Petition drives to initiate law or amend the state constitution, originally envisioned as avenues for citizens to directly shape their government, have become big business in Michigan and across the country.
Most successful petition drives are managed by professional companies hired to collect valid signatures. Groups on pace to make Michigan’s 2018 ballot – or advance a measure to the Legislature – will likely spend around $1.5 million to get there, said Craig Mauger of the Michigan Campaign Finance Network.
State law gives Michigan petitioners a 180-day window to collect signatures. This year, it will take 252,523 valid signatures to advance initiated legislation or 315,654 signatures to amend the state constitution.
“The signature threshold is so high, you pretty much either have to have an amazing grassroots organization, which is really hard to set up and takes a lot of money to establish, or you have to pay for signatures,” Mauger said.
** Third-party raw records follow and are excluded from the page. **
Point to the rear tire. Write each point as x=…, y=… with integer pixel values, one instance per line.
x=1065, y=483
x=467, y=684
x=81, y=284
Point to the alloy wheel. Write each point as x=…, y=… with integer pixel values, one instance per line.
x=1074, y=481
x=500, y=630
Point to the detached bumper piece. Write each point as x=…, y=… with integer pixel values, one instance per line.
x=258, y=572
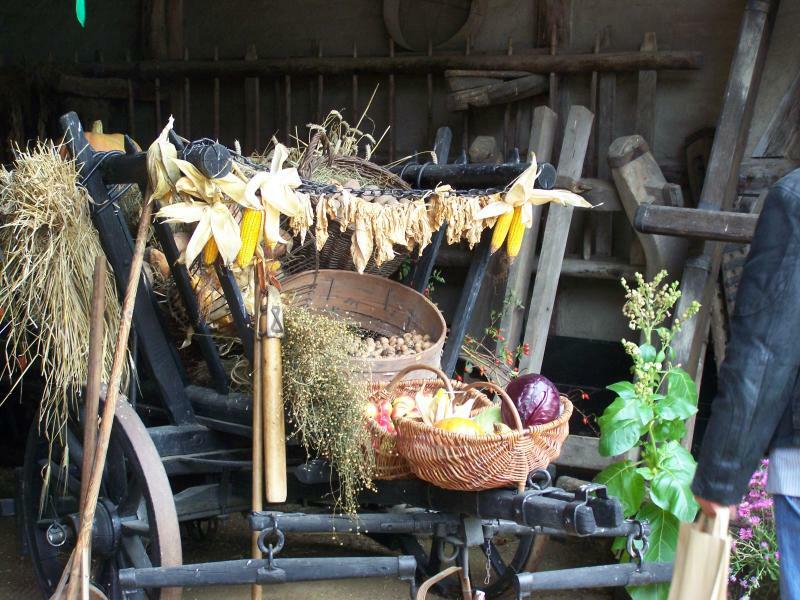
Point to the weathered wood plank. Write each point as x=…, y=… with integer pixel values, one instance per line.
x=573, y=153
x=640, y=182
x=722, y=226
x=782, y=136
x=252, y=106
x=498, y=93
x=404, y=64
x=646, y=95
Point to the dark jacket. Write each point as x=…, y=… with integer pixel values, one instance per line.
x=758, y=404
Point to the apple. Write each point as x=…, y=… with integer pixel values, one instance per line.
x=404, y=399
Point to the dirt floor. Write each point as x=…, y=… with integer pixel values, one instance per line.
x=231, y=541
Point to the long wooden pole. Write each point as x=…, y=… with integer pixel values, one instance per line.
x=400, y=64
x=92, y=401
x=257, y=494
x=112, y=394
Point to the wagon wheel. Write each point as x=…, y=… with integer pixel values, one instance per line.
x=136, y=524
x=507, y=555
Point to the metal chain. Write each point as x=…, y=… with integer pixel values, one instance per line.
x=487, y=580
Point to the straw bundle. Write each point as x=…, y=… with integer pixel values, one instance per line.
x=48, y=247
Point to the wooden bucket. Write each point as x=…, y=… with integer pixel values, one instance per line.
x=375, y=304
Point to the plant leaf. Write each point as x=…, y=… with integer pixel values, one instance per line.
x=80, y=12
x=663, y=542
x=670, y=487
x=681, y=399
x=624, y=389
x=647, y=352
x=623, y=481
x=620, y=427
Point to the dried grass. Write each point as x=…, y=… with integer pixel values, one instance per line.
x=48, y=246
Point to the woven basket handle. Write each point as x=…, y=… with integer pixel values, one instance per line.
x=403, y=372
x=506, y=399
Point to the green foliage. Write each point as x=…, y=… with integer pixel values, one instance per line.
x=649, y=415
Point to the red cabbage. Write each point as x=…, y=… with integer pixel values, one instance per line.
x=536, y=399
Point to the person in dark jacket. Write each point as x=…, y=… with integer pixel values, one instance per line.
x=757, y=409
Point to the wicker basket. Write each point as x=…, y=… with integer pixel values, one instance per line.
x=473, y=463
x=389, y=463
x=336, y=253
x=377, y=305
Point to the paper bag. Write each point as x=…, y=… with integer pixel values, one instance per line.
x=702, y=558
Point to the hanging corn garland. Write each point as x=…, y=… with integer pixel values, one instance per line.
x=517, y=203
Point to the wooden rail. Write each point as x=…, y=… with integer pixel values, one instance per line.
x=400, y=64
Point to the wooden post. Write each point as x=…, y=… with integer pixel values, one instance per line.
x=252, y=107
x=272, y=397
x=640, y=182
x=392, y=121
x=175, y=49
x=92, y=399
x=118, y=364
x=187, y=102
x=554, y=243
x=320, y=87
x=542, y=136
x=354, y=116
x=287, y=102
x=131, y=102
x=429, y=135
x=719, y=188
x=606, y=101
x=215, y=100
x=508, y=135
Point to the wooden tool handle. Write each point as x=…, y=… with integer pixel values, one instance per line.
x=117, y=368
x=271, y=323
x=274, y=429
x=258, y=438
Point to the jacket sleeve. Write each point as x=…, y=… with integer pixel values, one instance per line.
x=763, y=354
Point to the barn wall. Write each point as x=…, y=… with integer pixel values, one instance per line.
x=33, y=31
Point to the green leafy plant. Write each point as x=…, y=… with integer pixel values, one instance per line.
x=648, y=416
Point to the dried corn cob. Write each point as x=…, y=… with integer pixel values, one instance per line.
x=251, y=231
x=501, y=230
x=210, y=252
x=516, y=232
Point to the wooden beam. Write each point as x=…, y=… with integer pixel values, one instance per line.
x=721, y=226
x=640, y=182
x=402, y=64
x=252, y=107
x=542, y=301
x=542, y=137
x=719, y=189
x=498, y=93
x=646, y=95
x=781, y=139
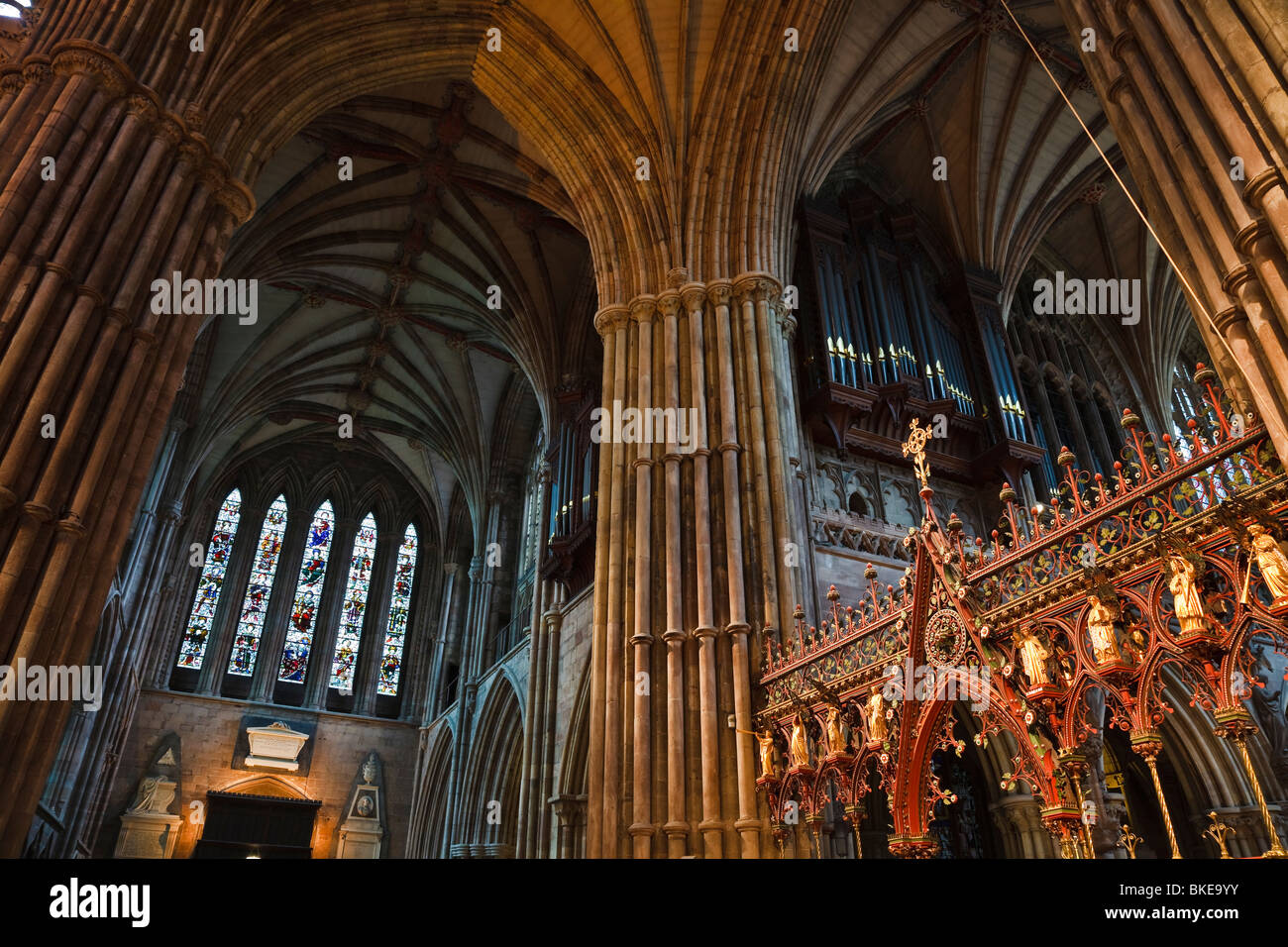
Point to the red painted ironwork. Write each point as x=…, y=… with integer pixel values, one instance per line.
x=1098, y=579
Some states have attempted to ban paid petitioners or payments per signature, but such laws in at least five states have been ruled unconstitutional, including a Colorado pay-per-signature statute struck down on First Amendment grounds.
“There’s an incentive to get the signatures, so there’s an incentive to lie,” Hertel said. “We’ve got to balance that out in some way, and I think that by making it a crime, they’d be less likely to do that.”